Sandi Metz und Katrina Owen wollen in ihrem Buch »99 Bottles of OOP« zeigen, dass alles, was man über objektorientierte Programmierung (»OOP«) wissen muss, im amerikanischen Folksong »99 Bottles of Beer« beziehungsweise dessen programmiertechnischer Umsetzung steckt. Wir haben eine Vorabversion des Buches erhalten und prüfen, ob das stimmt…

99 Bottles of OOP Cover

Die US-amerikanische Softwareentwicklerin, Autorin und regelmäßige Sprecherin auf Software-Konferenzen, Sandi Metz, hat mehr als 30 Jahre Erfahrung in der Entwicklung großer, objektorientierter Systeme. Ihre OOP-Wurzeln gehen auf Smalltalk, die »Mutter der Objektorientierung« zurück. In den vergangenen Jahren hat sie sich mit zahlreichen Vorträgen rund um objektorientierte Programmierung und Design einen Namen gemacht.

Mit »Practical Object-Oriented Design in Ruby« hat Sandi bereits das Referenzwerk zu objektorientiertem Design für die Programmiersprache Ruby und darüber hinaus vorgelegt. Bei Amazon erreicht das Buch beispielsweise 4,8 von 5 Sternen, belegt Platz 3 unter Ruby-Büchern und Platz 9 in der Kategorie »Object-Oriented Software Design«.

Katrina Owen ist Softwareentwicklerin bei Github mit einer Leidenschaft für Automatisierung und Refactoring. Sie spricht ebenfalls regelmäßig auf Software-Konferenzen und betreibt unter exercism.io eine Open Source Plattform zur Verbesserung von Programmier-Skills.

Die Idee und der rote Faden des Buches ist, eine zunächst simple und eher prozedurale Lösung des »99 Bottles of Beer«-Problems durch eine Reihe von kleinen Refactoring-Schritten anhand objektorientierter Prinzipien immer weiter so zu optimieren, dass am Ende eine »saubere« und somit wartbare, objektorientierte Implementierung vorliegt. Für die beiden Autorinnen ist »Code clarity« eine zwingende Voraussetzung, egal welchem Entwicklungs-Paradigma man folgt:

Code is read many more times than it is written […] Writing code is like writing a book; your efforts are for other readers.

Zielgruppe des Buches sind sowohl Einsteiger als auch erfahrene Entwickler. Letztgenannte könnten sich allerdings mit den sehr kleinteiligen und manchmal fast schon sklavisch anmutenden, test-getriebenen Entwicklungsschritten eventuell schwer tun. Wer sich drauf einlässt, nimmt aus der Lektüre aber auf alle Fälle etwas mit!

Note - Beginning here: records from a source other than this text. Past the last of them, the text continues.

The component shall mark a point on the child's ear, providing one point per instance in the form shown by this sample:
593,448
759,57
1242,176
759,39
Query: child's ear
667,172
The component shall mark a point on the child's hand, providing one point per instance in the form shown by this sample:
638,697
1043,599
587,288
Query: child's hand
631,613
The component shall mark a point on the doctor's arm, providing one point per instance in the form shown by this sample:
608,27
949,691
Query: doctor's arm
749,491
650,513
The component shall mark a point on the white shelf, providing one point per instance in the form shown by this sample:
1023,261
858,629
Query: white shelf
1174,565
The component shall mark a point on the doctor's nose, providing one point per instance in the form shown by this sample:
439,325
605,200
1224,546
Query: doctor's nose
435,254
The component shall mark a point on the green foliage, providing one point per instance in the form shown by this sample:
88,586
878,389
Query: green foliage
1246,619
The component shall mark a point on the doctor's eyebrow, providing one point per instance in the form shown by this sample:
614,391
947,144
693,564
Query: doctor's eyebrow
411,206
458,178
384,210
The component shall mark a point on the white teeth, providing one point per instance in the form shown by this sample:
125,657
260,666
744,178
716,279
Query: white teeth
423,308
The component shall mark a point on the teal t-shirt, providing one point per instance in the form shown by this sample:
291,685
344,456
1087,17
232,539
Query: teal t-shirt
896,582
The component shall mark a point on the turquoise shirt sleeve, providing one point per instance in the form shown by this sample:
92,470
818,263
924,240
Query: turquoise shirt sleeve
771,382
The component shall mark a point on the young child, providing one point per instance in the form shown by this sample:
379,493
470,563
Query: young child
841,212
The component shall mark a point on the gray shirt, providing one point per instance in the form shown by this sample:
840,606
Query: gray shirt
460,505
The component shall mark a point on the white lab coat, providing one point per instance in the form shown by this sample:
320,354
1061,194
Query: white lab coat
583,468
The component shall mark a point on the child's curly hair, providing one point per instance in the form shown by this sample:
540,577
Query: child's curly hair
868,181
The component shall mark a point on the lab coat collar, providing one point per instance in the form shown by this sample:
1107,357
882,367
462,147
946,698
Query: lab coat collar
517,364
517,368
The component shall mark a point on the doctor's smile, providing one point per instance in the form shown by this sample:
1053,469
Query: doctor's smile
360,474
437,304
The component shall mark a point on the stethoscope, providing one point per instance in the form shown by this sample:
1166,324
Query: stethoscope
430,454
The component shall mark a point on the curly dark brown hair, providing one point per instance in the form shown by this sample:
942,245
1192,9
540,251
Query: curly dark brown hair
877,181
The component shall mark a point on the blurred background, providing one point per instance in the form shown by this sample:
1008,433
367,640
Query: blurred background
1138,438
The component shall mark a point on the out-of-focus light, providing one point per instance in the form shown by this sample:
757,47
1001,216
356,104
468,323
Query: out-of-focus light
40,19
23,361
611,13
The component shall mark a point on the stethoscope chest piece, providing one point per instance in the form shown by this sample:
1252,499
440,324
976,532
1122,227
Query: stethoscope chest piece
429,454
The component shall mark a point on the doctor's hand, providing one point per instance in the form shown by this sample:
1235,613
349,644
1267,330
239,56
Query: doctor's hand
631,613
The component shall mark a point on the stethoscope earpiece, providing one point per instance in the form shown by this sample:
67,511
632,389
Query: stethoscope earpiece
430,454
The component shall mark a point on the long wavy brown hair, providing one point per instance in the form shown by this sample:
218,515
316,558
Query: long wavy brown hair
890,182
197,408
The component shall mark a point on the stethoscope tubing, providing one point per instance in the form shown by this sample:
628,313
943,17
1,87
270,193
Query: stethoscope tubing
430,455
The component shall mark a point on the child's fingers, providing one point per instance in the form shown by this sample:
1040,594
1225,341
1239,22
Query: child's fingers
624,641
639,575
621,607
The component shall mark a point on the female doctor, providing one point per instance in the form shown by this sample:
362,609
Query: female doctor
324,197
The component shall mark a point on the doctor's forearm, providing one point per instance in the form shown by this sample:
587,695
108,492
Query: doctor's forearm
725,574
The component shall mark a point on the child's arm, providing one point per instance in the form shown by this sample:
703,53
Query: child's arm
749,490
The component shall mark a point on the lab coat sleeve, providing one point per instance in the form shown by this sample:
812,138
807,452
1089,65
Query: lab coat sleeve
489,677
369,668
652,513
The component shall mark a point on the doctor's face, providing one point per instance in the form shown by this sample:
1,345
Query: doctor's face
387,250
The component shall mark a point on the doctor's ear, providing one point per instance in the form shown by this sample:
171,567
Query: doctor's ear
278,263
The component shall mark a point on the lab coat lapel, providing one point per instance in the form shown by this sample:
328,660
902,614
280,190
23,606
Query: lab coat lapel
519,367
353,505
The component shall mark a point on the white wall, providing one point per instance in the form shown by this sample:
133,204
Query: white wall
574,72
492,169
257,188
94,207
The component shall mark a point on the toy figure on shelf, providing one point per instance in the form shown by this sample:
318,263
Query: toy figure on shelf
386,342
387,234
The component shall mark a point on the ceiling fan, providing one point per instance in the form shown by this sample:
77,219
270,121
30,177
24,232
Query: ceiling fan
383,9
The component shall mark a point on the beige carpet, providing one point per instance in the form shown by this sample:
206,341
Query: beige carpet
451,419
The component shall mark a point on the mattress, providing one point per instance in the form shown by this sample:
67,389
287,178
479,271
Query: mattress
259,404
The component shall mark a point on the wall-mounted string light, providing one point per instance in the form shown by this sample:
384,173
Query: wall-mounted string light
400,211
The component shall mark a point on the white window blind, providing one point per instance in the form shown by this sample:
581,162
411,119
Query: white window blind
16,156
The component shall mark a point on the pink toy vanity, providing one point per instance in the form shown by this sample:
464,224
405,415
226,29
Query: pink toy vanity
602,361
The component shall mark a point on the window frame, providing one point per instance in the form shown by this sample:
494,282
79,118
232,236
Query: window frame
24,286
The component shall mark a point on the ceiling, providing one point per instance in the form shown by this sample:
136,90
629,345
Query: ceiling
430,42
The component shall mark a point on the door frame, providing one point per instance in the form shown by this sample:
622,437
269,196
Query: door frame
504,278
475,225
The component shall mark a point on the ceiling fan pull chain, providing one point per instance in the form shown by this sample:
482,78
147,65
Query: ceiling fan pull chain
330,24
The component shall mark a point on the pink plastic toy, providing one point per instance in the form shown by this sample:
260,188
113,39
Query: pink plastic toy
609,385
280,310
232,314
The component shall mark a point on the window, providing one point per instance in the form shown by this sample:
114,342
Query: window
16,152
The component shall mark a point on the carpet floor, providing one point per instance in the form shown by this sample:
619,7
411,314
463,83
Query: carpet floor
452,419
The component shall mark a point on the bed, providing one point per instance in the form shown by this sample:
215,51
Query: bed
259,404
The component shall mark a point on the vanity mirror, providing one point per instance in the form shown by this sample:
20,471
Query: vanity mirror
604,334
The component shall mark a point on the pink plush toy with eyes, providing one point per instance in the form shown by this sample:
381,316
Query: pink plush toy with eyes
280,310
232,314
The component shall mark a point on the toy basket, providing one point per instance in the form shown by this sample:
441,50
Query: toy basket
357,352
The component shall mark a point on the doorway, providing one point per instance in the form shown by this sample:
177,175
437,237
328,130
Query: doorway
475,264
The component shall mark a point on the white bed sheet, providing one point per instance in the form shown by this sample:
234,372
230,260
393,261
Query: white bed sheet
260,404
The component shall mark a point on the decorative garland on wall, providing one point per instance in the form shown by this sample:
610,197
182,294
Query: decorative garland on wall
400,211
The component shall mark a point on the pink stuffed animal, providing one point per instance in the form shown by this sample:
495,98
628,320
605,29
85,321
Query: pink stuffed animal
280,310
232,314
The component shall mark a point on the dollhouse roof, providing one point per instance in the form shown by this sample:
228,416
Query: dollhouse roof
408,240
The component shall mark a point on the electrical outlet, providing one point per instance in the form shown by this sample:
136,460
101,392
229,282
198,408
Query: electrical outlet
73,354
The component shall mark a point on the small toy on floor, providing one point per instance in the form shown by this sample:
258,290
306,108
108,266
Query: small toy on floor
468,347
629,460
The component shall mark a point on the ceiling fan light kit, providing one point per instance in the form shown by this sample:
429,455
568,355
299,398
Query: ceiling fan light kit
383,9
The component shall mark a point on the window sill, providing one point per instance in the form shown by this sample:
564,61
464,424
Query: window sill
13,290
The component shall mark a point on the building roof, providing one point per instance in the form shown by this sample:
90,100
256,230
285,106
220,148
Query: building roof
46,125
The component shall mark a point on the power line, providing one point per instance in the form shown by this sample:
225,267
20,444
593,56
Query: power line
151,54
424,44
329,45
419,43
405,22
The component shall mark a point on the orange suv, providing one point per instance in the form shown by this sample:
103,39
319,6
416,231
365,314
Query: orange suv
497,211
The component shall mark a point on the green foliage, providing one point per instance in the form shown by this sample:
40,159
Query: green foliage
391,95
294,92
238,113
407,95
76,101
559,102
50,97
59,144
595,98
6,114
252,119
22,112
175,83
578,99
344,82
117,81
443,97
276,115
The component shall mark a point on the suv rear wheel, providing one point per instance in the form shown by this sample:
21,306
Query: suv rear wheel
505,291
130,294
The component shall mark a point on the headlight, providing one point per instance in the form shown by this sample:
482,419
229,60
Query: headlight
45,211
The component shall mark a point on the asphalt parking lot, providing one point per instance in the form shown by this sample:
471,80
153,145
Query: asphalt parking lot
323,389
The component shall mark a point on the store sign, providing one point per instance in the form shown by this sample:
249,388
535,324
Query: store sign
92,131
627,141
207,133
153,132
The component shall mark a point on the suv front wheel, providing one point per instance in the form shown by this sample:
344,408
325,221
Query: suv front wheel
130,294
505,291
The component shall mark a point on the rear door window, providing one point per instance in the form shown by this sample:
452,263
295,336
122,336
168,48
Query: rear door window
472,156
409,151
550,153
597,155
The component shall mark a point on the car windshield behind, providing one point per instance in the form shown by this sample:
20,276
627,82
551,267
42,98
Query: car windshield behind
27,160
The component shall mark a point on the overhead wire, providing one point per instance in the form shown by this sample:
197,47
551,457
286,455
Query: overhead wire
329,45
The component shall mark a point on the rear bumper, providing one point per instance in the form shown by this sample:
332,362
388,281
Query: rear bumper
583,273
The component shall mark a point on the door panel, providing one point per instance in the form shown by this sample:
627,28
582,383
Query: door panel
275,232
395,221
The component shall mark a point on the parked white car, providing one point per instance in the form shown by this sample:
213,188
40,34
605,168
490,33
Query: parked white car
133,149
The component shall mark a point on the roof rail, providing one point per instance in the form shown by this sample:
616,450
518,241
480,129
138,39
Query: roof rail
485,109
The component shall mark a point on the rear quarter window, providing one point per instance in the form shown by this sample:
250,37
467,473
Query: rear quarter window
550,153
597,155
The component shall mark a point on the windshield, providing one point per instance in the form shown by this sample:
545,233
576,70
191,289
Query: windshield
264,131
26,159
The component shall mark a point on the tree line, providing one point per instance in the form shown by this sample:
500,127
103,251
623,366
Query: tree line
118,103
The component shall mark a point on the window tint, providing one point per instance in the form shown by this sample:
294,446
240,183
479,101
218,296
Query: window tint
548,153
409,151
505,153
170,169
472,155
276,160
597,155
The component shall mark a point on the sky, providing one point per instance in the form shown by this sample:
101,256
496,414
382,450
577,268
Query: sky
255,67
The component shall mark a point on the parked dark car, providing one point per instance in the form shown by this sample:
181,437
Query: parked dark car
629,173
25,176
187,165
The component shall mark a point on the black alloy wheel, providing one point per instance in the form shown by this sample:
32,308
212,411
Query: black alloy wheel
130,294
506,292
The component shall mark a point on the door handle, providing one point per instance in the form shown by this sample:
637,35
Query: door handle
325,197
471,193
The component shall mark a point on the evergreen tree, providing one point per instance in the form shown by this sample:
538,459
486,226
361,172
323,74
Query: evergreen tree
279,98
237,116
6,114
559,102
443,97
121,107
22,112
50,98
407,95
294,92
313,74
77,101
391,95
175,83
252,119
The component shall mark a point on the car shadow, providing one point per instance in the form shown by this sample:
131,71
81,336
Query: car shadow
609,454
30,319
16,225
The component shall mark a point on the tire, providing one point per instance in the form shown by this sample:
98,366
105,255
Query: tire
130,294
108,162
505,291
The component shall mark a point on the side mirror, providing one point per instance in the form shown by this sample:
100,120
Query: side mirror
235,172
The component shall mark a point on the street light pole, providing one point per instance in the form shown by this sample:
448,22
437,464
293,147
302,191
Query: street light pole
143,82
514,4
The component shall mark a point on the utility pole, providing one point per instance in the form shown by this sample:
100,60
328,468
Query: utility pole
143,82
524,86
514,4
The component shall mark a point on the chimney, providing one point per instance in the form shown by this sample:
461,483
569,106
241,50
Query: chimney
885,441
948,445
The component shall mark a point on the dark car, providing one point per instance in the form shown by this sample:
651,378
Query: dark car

Im ersten Kapitel werden verschiedene Lösungsansätze (»Code Designs«) zur Problemstellung im Detail vorgestellt und bewertet. Außerdem wird grundsätzlich auf das Thema (Code) Design eingegangen:

Design is […] about picking the right abstractions.

Das theoretische Fundament zu entsprechenden Bewertungsmöglichkeiten von Sourcecode (Meinung vs. Fakten; ABC, zyklomatische Komplexität, SLOC) wird dabei anhand von umfangreichen Codebeispielen vermittelt. Außerdem werden erste, grundsätzliche Programmierprinzipien, wie beispielsweise DRY (Don’t Repeat Yourself) und objektorientierte Terminologien, wie Nachrichten und Methoden beziehungsweise deren Unterscheidung erläutert.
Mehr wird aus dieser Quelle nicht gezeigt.